P.R. Sim, a história do México tem-se feito com canções . A tradição oral é muito importante porque as pessoas são analfabetas. Dantes eram as histórias de Pancho Villa agora são as dos traficantes

H.V. Nos seus livros, o Bem e o Mal confundem-se sistematicamente. Há um extremar dos limites. É um aviso em relação à sociedade contemporânea?.

A.P.R. Só nas fronteiras que é possível ter a lucidez suficiente para compreender o sentido da vida. Na retaguarda vive-se tão organizadamente anestesiado que já não há surpresas. As fronteiras, físicas, intelectuais, estéticas são o lugar onde é possível renovar-nos. Creio que o ser humano - e o escritor - que não procura uma fronteira está condenado a tornar-se monótono.

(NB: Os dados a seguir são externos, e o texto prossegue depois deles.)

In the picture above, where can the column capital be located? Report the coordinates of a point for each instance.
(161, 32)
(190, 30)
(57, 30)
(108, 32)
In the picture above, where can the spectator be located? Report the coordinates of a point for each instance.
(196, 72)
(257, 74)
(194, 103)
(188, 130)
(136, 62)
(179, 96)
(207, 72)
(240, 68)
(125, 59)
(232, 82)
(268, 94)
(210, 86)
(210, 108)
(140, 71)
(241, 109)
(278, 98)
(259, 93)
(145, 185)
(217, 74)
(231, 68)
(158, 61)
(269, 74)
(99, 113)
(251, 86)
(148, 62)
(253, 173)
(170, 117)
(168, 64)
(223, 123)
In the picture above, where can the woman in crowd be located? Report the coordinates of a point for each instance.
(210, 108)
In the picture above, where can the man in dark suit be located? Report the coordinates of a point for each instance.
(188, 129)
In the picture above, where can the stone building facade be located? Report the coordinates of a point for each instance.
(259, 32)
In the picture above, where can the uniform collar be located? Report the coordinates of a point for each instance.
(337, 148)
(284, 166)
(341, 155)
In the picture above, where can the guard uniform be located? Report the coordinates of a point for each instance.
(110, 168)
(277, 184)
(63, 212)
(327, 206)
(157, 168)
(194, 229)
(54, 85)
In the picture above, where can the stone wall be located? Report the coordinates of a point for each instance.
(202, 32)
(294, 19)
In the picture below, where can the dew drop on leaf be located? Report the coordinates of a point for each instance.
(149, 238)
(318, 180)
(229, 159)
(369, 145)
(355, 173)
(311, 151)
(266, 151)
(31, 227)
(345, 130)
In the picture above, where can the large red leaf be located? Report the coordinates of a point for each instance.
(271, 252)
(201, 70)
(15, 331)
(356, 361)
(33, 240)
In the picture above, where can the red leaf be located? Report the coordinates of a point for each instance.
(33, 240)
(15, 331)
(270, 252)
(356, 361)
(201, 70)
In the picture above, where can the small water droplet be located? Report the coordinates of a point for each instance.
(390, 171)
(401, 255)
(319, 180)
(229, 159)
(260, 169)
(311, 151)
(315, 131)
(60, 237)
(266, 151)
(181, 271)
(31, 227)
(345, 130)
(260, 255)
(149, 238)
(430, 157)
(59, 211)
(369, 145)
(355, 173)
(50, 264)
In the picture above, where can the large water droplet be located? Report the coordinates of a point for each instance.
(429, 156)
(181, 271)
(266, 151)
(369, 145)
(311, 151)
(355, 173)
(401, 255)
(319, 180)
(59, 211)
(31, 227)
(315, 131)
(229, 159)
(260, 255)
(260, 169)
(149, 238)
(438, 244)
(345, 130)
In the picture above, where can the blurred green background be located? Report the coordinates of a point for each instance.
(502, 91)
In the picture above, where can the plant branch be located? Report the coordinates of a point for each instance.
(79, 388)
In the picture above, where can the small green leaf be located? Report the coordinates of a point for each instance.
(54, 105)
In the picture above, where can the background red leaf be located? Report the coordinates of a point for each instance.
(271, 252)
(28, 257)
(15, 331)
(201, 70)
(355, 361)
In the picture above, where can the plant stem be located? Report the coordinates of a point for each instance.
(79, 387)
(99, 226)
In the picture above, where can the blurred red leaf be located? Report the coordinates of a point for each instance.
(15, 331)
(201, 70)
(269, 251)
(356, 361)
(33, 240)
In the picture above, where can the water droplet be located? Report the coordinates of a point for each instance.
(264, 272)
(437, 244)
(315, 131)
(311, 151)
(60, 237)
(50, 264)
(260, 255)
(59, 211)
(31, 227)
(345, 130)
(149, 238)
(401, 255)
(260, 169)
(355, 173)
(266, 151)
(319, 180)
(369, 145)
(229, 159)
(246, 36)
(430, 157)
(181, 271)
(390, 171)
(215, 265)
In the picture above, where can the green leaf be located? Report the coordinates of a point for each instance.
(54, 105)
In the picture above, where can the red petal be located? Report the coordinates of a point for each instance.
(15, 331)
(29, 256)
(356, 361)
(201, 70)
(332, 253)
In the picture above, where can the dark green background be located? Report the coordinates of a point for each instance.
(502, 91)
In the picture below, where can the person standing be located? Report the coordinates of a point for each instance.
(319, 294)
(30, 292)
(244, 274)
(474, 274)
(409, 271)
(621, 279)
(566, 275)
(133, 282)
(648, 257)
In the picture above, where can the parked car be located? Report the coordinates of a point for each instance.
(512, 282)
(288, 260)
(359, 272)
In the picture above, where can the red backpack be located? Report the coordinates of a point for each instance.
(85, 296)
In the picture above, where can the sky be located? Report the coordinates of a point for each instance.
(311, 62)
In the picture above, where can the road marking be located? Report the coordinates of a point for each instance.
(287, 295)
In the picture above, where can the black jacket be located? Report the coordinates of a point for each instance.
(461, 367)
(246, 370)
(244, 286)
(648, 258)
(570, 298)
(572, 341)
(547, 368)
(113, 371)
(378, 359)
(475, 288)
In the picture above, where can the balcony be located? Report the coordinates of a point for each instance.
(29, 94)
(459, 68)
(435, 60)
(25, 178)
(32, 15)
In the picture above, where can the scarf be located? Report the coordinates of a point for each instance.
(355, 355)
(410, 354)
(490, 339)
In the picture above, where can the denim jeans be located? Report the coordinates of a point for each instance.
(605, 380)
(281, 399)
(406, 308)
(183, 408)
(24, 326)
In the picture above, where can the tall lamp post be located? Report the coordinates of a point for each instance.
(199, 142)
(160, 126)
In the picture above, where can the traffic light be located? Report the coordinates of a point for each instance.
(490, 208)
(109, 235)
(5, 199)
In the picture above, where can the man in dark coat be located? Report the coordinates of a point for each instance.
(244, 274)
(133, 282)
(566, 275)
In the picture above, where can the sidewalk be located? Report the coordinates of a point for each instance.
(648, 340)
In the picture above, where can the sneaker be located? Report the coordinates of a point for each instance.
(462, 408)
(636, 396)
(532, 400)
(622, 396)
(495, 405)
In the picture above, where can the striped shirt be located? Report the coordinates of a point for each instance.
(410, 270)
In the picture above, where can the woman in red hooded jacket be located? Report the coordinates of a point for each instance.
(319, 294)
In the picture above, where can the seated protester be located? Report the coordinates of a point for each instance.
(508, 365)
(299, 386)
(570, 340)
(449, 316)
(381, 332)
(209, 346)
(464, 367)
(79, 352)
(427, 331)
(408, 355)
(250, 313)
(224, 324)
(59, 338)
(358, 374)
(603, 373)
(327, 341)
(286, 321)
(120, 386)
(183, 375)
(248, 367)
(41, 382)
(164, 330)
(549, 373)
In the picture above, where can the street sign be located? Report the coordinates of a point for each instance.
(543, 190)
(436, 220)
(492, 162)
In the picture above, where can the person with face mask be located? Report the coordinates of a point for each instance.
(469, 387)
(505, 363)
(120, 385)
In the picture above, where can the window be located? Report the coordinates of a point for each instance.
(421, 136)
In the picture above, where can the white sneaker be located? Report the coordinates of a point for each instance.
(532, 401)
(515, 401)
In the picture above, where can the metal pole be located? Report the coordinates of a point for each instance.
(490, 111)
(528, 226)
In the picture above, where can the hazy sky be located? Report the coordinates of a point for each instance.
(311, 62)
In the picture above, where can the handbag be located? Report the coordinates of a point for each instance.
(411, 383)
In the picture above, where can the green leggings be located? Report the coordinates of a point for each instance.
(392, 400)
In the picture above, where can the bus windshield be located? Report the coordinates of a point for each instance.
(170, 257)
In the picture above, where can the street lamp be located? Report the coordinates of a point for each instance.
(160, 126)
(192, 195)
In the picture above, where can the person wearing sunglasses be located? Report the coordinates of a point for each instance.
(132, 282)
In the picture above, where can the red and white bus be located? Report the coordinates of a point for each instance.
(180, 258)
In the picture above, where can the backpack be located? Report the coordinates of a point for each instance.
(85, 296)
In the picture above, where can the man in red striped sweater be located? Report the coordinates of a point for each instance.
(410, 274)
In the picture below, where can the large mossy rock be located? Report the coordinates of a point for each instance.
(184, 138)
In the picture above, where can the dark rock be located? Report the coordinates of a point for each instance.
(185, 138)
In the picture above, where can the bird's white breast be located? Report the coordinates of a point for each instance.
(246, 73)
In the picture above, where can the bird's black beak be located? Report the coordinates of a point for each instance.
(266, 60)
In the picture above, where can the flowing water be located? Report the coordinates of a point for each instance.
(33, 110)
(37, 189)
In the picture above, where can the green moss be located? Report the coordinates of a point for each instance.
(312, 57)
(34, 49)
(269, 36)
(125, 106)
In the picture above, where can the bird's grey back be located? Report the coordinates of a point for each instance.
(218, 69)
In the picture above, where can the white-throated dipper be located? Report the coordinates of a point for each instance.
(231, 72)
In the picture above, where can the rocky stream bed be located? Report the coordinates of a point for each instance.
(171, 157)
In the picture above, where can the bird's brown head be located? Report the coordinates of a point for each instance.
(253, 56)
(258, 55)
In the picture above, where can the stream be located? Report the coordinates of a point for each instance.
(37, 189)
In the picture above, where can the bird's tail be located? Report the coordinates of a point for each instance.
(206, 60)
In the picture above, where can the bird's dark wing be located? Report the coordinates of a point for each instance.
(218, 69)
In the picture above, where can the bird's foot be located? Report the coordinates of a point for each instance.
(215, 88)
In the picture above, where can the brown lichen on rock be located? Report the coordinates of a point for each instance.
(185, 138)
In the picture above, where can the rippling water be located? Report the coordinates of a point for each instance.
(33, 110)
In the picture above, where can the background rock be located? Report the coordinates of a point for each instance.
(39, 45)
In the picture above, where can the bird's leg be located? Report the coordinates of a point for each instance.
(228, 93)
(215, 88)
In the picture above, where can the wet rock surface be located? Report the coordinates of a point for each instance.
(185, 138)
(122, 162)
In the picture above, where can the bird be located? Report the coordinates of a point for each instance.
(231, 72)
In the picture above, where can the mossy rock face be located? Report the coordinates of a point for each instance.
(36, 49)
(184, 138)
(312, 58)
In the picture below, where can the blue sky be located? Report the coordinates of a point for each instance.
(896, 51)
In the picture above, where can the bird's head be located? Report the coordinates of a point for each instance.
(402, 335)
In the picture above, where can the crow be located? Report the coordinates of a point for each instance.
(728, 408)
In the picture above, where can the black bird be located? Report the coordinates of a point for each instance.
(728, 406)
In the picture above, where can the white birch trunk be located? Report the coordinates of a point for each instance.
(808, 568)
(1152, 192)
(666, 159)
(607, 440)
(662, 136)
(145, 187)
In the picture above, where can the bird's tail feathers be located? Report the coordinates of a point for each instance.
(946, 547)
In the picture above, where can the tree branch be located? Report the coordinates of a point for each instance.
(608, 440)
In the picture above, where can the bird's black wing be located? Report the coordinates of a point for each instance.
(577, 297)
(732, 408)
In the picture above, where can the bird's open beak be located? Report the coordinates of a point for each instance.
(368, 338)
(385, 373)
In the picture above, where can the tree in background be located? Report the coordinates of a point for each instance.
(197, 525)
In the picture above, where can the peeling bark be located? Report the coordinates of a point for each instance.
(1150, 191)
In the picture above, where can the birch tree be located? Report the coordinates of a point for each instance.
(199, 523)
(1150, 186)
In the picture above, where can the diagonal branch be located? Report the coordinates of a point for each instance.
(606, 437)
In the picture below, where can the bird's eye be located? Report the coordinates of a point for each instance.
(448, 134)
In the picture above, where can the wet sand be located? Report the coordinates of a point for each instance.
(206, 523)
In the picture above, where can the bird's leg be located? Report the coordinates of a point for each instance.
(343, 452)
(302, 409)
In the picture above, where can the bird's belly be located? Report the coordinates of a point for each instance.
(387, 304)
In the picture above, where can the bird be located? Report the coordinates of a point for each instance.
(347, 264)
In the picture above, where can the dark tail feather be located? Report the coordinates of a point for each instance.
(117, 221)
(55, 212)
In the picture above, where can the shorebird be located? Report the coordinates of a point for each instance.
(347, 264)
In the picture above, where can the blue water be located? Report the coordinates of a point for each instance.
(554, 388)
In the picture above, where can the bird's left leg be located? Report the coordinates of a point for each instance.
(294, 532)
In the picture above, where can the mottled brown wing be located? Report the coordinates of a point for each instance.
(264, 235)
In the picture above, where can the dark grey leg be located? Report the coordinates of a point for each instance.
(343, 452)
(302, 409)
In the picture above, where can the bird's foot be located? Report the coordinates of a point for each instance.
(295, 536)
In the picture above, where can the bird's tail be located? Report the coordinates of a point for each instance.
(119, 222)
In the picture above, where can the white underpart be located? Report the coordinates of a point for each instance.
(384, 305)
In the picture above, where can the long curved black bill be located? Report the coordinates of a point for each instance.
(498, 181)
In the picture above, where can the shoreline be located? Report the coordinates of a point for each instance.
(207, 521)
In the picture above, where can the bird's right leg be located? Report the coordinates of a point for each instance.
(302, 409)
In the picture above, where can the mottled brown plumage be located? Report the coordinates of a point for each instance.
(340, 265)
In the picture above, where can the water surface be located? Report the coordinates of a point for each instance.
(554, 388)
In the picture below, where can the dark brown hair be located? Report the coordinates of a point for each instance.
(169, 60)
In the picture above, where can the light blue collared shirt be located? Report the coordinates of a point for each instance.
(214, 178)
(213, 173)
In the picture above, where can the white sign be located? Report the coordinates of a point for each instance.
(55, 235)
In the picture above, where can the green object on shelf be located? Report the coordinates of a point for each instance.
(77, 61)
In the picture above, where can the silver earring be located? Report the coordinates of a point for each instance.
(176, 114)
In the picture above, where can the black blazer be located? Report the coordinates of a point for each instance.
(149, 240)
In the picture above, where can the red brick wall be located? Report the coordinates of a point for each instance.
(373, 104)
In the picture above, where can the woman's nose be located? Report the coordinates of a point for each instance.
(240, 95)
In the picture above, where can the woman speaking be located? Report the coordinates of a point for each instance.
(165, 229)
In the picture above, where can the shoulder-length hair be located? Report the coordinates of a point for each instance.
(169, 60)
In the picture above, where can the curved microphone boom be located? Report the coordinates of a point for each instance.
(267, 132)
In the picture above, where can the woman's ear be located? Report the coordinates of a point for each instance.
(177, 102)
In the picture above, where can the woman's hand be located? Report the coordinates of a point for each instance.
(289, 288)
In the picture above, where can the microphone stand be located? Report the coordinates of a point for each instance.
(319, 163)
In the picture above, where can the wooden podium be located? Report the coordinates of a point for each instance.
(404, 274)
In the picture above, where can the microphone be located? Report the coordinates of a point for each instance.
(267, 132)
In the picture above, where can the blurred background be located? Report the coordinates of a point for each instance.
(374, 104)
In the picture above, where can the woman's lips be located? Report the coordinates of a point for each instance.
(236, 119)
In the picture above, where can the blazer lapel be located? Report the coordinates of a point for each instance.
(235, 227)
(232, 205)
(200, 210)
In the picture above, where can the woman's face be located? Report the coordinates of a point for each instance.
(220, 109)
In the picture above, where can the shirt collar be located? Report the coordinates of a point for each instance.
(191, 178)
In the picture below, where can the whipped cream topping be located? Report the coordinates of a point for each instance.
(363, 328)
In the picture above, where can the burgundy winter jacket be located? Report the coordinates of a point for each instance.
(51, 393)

.H.V. Nos seus livros choram-se os amigos mortos, respeitam-se os adversários, tem-se nostalgia de um "lar" - que está sempre a escapar-se - e faz-se o que há para fazer e bem feito. É o universo mediterrânico. Acha que, neste momento da História, nos estamos a afastar desse modelo e a tornarmo-nos mais frios, corruptos e indiferentes?

A.P-R.: Estamos a converter-nos em órfãos e a esquecer a nossa razão de ser. Nenhum de nós pode explicar a sua existência sem considerar que somos o resultado de milhares de anos de memória mediterrânica, com a Bíblia, o Islão, a Grécia, Roma, a época medieval, a partida para as Índias, para a América. Esse é o nosso material narrativo e cultural. Nos meus romances existe sempre esse substrato. O erro grave que está a ser cometido na narrativa europeia é esquecer o território que lhe é próprio. O nosso Deus é um deus fanático, vingativo, rancoroso que vem na Bíblia mas também temos a abertura dos deuses pagãos e mediterrâneos, o culto do trigo, do azeite, do vinho. Mudar isso é um erro cultural gravíssimo que está a matar a narrativa europeia.

H.V: É por essa razão que numa entrevista disse que "la literatura há estado secuestrada por una banda de gillipollas"?

A. P.R. Tudo isso acontece não apenas na literatura mas também na política, nas artes, na moda, na cultura em geral. Nunca houve tantos idiotas a dizer o que devemos ler, comer, beber, pensar, ser. Não sou ninguém para lutar contra isso nem é esse o meu objectivo mas na pequena parcela do meu território narrativo tento manter-me fiel a ideias próprias.

H.V. Como reage ao facto de ser classificado como um autor de "best-sellers"?

A.P.R. Vender livros dá-me liberdade. Não tenho chefes. Comecei a escrever com 35 anos, mas sempre sobre os mesmos temas, sobre o que me apetecia. Claro que mudei um pouco, agora sou mais Ulisses do que Heitor. Sei que me lêem no mundo inteiro. Mas nada muda a minha vida. Sou um escritor coerente que não quer deixar de o ser. Quando se esgotar este território, vou para o mar navegar que é o que me dá mais prazer.